Je réalise alors que mon corps est tendu à l'extrême et que ma posture, peut, effectivement, paraître intimidante d'un point de vue extérieur. Je détends mes muscles, fourre la main dans la poche de mon manteau pour en extraire mon trousseau de clés et détache celle de mon scooter de service que je laisse tomber au sol avant de sortir sans un mot. Encore un job que je ne parviens pas à garder plus de six mois. Je traîne des pieds dans la rue, réprimant cette colère qui gronde dans mon ventre. Envers Steve. Envers moi-même. Envers ces addictions qui me pourrissent la vie. Ces addictions que je déteste autant que je les aime. Parce que déjà les couleurs réapparaissent. Une femme scintille de jaune devant moi, une poussette au bout de ses bras. Main dans la main, un jeune couple brille de rose, tandis que de l'autre côté de la rue, un homme vire au rouge. Et si les émotions parasites font leurs grands retours cela signifie que les cauchemars peuvent en faire de même. L'idée de revoir de telles images, de ressentir pareille douleur, me plonge dans un état de profonde détresse. Je tente de leur échapper depuis tant d'années par tous les moyens possibles et inimaginables. Me détruire le cerveau à l'alcool et à la came est la seule solution efficace que j'aie trouvé.

Je retourne à mon appartement dont l'état est encore plus déplorable que je ne l'ai constaté ce matin. Si mon proprio voyait ça, je perdrais également mon toit. En plus des bouteilles et des mégots, le sol de mon salon est jonché de vêtements et d'emballages alimentaires. Une assiette sale traîne depuis — je ne sais combien de jours — sur la table basse. Faut vraiment que je fasse un coup de ménage là-dedans, mais avec ce nouveau coup de massue je n'en ai ni la force ni l'envie. Dérouté, je me laisse choir sur le canapé et attrape une clope que j'allume avant de la glisser entre mes lèvres. Je bascule la tête en arrière et crache un épais nuage de fumée en contemplant le plafond.

Que ma vie est pathétique.

Nouvelle taffe. Je me penche en avant, les coudes posés sur mes genoux sautillants. Putain de gueule de bois. Faut que je trouve un nouveau job, maintenant. Mes réserves ne dureront pas indéfiniment et ça m'inquiète.

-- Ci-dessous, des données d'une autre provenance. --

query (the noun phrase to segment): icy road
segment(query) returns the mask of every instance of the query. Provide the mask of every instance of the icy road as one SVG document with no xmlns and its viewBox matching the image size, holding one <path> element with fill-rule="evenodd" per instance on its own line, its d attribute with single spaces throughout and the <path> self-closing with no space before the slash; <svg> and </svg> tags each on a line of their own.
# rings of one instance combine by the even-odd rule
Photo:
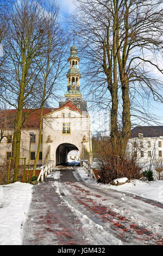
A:
<svg viewBox="0 0 163 256">
<path fill-rule="evenodd" d="M 79 168 L 78 168 L 79 169 Z M 163 245 L 163 205 L 60 167 L 33 186 L 23 245 Z"/>
</svg>

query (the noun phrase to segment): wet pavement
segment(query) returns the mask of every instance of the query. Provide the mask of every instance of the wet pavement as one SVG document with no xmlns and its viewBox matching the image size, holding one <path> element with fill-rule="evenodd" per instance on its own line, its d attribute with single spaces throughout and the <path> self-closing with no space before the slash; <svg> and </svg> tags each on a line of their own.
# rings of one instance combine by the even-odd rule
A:
<svg viewBox="0 0 163 256">
<path fill-rule="evenodd" d="M 162 205 L 96 191 L 79 182 L 75 168 L 63 169 L 58 179 L 52 173 L 33 186 L 23 245 L 163 245 Z"/>
<path fill-rule="evenodd" d="M 60 181 L 77 181 L 72 172 L 63 170 Z M 33 187 L 30 211 L 23 227 L 23 245 L 86 244 L 81 223 L 55 193 L 52 181 L 53 178 L 47 178 Z"/>
</svg>

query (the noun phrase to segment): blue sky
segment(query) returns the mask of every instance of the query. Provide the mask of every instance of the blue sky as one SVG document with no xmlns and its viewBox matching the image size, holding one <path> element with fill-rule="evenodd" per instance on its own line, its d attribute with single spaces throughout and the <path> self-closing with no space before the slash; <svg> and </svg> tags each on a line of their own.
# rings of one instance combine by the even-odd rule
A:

Je balance mon mégot dans le cendrier déjà rempli et me dirige à la hâte dans la salle de bain. Je baisse la cuvette des toilettes, grimpe dessus et soulève le faux plafond duquel je sors une petite boite métallique. Ma boite de pandore. L'objet de mon désir en main, je redescends prudemment et m'installe sur la lunette. J'ouvre le couvercle pour vérifier le contenu : quelques comprimés d'oxycotin, de la poudre blanche dans un sachet hermétique. Kétamine, héroïne ou cocaïne ? Je ne sais plus. Je plonge mon auriculaire à l'intérieur, le glisse derrière ma lèvre supérieur... Aucun effet engourdissant n'envahit mon palais. Probablement de l'héroïne.

Si tous ces stratagèmes réussissent à éteindre le temps d'un trip mon empathie, ils n'effacent en rien les souvenirs pour lesquels je suis tombé dans cet engrenage. Ma main tremblante se resserre autour de la médaille suspendue à mon cou. Je me suis toujours promis de ne jamais toucher à l'argent de ma mère pour me procurer ma dope et ce n'est pas aujourd'hui que je compte rompre cette promesse. Je pourrais demander un prêt à mon grand-père, Alan, l'unique famille qu'il me reste, mais je ne lui ai plus adressé la parole depuis maintenant quatre ans. Revenir comme une fleur pour une histoire de fric la foutrait mal. Il ne me reste qu'une solution et elle me donne envie de vomir : retourner sur Kensington Street.